14.09.06

Alte Arbeiterlieder in der Fußgängerzone

Die Gruppe Jetzt! vor dem HMWK beim Meinungsagen

Jetzt! besprengt die Staatskanzlei mit Heilwasser. Leider hieß die Heilquelle "Kochbrunnen!"...

Flyer wurden auch während der Schnitzeljagd verteilt.

Jetzt! bleibt hier an der Bannmeile hängen. Dabei wollten sie nur eine Abkürzung nehmen.

Jetzt! "sprengt" den Landtag.

Nachdem sich ein CDUler beim Einsatzleiter beschwerte und die Worte "...nur wenn die Kameras dabei sind..." vielen, sah sich die Polizei dienstbeflissen zum eingreifen genötigt.
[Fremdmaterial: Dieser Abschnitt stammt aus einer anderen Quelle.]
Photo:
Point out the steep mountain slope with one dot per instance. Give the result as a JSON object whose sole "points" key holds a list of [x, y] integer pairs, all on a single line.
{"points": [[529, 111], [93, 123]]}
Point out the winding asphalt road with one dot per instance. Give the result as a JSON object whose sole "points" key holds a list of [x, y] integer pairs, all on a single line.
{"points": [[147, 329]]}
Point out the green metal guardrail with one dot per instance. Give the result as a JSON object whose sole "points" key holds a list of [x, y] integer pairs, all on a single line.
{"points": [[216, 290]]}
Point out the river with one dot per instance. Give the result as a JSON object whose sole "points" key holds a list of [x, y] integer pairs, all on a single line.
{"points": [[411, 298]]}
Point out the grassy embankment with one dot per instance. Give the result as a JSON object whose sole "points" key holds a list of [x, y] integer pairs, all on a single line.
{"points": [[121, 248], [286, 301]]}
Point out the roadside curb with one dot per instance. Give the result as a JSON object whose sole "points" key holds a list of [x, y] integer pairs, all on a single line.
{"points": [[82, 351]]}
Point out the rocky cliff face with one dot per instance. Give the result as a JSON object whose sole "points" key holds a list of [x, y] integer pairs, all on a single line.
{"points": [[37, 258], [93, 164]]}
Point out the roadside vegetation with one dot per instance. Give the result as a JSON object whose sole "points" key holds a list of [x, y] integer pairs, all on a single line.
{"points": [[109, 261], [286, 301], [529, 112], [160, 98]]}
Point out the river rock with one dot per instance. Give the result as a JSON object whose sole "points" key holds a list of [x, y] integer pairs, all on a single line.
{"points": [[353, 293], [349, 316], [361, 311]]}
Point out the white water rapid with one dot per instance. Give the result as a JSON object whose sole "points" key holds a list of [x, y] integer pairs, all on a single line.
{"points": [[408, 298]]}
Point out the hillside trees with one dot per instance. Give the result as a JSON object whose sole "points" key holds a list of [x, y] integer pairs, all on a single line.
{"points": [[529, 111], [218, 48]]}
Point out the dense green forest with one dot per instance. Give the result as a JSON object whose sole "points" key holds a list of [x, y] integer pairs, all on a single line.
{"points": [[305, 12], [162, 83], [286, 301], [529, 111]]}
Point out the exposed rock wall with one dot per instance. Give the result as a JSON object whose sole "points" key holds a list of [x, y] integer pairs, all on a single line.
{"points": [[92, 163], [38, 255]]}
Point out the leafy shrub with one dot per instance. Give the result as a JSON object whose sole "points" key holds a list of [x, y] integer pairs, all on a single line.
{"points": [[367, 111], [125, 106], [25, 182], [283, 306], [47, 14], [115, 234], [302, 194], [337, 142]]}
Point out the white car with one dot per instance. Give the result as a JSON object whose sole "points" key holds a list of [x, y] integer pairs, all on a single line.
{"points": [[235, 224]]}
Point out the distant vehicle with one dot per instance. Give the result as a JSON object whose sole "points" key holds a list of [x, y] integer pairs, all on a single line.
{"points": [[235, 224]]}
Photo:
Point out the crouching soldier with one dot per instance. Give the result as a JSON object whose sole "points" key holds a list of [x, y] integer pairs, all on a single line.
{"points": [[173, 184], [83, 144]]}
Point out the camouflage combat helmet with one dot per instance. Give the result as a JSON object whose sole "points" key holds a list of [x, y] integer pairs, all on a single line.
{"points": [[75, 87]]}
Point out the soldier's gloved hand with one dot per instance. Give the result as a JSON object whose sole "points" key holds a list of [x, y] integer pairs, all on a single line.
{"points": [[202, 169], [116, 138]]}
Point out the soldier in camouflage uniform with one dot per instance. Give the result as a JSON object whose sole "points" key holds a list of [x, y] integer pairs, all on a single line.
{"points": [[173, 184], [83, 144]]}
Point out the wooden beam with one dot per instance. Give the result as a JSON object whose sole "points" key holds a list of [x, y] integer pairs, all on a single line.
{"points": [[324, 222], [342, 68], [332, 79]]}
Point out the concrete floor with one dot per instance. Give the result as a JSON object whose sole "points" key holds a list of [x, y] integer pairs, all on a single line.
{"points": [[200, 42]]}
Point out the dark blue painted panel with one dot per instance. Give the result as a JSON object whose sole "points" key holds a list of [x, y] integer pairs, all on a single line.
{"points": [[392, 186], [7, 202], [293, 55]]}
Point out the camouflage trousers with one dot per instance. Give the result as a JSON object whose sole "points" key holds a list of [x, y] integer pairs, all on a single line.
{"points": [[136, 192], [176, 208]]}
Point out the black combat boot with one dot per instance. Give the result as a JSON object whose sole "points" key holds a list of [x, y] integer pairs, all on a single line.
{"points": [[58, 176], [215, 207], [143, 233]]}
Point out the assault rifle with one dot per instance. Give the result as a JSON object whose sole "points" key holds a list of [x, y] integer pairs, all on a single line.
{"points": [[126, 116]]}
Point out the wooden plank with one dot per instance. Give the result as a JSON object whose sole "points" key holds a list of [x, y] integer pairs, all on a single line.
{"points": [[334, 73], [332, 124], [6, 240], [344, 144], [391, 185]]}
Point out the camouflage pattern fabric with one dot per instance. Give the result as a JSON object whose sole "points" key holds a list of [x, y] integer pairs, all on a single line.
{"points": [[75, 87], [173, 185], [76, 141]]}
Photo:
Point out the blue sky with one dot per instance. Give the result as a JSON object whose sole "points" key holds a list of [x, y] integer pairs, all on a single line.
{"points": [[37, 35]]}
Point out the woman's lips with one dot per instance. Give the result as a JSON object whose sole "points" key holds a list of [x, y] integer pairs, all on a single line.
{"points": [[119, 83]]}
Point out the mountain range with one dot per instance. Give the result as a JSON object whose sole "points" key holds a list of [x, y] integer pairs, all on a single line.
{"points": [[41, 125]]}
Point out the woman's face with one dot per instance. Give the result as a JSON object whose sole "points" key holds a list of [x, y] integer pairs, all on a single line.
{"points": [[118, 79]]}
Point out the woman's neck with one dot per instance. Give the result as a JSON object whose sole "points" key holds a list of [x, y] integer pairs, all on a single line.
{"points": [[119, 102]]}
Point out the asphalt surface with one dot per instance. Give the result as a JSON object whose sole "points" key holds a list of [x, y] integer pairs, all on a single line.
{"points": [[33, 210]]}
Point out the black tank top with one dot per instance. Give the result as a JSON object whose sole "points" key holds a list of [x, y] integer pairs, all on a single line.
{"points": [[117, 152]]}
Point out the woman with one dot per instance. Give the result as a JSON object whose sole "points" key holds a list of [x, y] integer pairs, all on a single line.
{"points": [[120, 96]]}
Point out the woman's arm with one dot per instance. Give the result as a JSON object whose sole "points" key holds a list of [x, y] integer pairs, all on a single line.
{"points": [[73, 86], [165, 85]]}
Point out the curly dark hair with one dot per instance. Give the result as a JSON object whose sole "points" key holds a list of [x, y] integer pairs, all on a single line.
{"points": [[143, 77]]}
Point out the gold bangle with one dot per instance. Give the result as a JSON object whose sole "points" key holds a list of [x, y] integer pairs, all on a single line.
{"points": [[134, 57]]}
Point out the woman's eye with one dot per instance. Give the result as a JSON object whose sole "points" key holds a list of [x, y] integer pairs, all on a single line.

Der Vorwurf: Albernheit. Einen der "Jubler" kostete es einen Platzverweis wegen Beleidigung.

Da Albernheit kein Grund für einen Platzverweis ist haben sie nach langer Diskussion auch noch gleich die Bannmeile "gesprengt".

Am Abend gab es noch einen "Poetry Slam"...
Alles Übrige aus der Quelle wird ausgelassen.